The CB2 cannabinoid receptor as a therapeutic target in the central nervous system
Published in Expert Opinion on Therapeutic Targets, 2021
David Cabañero, Elena Martín-García, Rafael Maldonado
Huntington’s disease is an autosomal dominant neurodegenerative disorder characterized by involuntary and excessive movements named chorea in addition to cognitive and psychiatric symptoms [103]. Huntington’s disease causes the death of dopaminergic neurons in the globus pallidus, and no disease-modifying therapies that cure Huntington’s disease are available.
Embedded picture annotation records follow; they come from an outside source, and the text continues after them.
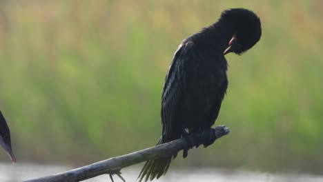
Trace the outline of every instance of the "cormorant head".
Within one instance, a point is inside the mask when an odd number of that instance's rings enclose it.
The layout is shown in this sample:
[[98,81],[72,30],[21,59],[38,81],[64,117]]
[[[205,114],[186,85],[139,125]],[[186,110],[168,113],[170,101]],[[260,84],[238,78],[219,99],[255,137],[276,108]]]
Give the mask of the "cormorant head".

Similar to other neurodegenerative disorders, CB2r expression is enhanced in postmortem brains from patients with Huntington’s disease and in experimental animal models [104]. Notably, increased CB2r expression in active striatal microglia of Huntington’s disease patients is a prominent sign of inflammatory response from the early phases of the illness [105]. CB2r agonists can prevent motor impairment and the loss of medium spiny neurons in animal models of Huntington’s disease (R6/1 mice) [106]. In addition, enhanced microglial activation is an early pathogenic step correlated to disease development and the upregulation of microglial CB2rs supports a crucial role for the endocannabinoid system in the pathogenesis of Huntington’s disease [107]. However, no clinical trials have been yet designed to target the CB2r in Huntington’s disease. Thus, the endocannabinoid system via CB2r might constitute an ideal approach for regulating Huntington’s disease and other neurodegenerative disorders with significant excitotoxicity components.